Technology Decisions

Next.js

Why It Fit
Server-rendered marketplace pages, dashboards, and SEO-friendly product surfaces

React

Why It Fit
Interactive workflows for onboarding, admin review, COA inspection, and search

Node.js

Why It Fit
API services, workflow orchestration, validation logic, and integrations

PostgreSQL

Why It Fit
Relational modeling for organizations, licenses, products, COAs, rules, and audit history

Prisma

Why It Fit
Type-safe database access and maintainable schema evolution

Claude AI

Why It Fit
Structured extraction from inconsistent COA documents

OCR

Why It Fit
Text extraction from scanned reports and image-heavy PDFs

Redis

Why It Fit
Session, cache, queue, and short-lived workflow state support

AWS S3

Why It Fit
Secure storage for COAs, product media, and business documents

Cloudflare

Why It Fit
CDN, edge protection, and faster asset delivery

Database Thinking

The database design needed to support traceability and workflow state, not just CRUD pages.

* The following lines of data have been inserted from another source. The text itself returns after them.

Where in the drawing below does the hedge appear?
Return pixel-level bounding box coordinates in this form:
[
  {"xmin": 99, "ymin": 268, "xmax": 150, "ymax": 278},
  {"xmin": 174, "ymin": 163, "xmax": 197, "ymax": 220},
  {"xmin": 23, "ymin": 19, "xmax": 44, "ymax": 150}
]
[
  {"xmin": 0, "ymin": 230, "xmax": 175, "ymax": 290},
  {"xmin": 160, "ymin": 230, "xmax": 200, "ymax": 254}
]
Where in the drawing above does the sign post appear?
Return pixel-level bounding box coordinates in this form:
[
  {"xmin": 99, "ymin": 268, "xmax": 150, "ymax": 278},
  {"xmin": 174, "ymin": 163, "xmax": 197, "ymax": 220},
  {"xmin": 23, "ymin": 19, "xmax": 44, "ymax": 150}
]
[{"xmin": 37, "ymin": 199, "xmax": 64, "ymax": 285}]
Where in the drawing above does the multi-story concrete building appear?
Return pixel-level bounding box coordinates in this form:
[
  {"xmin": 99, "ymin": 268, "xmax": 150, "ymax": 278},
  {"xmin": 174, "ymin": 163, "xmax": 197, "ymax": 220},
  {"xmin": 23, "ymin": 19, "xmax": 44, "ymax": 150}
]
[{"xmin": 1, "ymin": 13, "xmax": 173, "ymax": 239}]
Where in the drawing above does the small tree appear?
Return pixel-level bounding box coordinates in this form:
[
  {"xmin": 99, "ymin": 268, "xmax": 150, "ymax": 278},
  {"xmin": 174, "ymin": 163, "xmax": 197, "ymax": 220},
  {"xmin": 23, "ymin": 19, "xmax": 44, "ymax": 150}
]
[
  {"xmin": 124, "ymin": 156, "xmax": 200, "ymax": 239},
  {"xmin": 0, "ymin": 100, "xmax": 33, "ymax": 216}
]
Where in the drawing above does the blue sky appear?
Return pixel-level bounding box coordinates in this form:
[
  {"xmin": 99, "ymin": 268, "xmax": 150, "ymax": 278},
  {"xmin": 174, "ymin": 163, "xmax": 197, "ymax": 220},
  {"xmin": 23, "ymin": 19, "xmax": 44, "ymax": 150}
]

Important entities included:

  • Organization
  • Business license
  • User role
  • Product
  • Product batch
  • COA document
  • Extracted lab result
  • State policy
  • Compliance check
  • Approval decision
  • Audit log

This structure allowed the platform to answer operational questions such as "why was this product approved?", "which COA supported this listing?", "which license allowed this business action?", and "which policy blocked checkout?"

Engineering Depth

The implementation required depth across product, backend architecture, AI workflows, and regulated operations:

  • Domain modeling for a complex regulated industry
  • Full-stack architecture across onboarding, admin, marketplace, and consumer flows
  • AI integration with validation, review, and fallback paths
  • Secure document handling for sensitive business files
  • Role-based permissions for businesses, admins, labs, and consumers
  • State-machine thinking for product and business approvals
  • PostgreSQL schema design for traceability
  • Configurable compliance rules instead of fragile hardcoding
  • Production-minded separation between AI suggestions and business truth

Final Reflection

The strength of this project is not that it has a marketplace UI. The strength is that the marketplace is built around real operational constraints.

It shows I can enter a regulated domain, learn the business deeply, convert that knowledge into software boundaries, and ship product architecture that balances user experience, compliance, automation, and maintainability.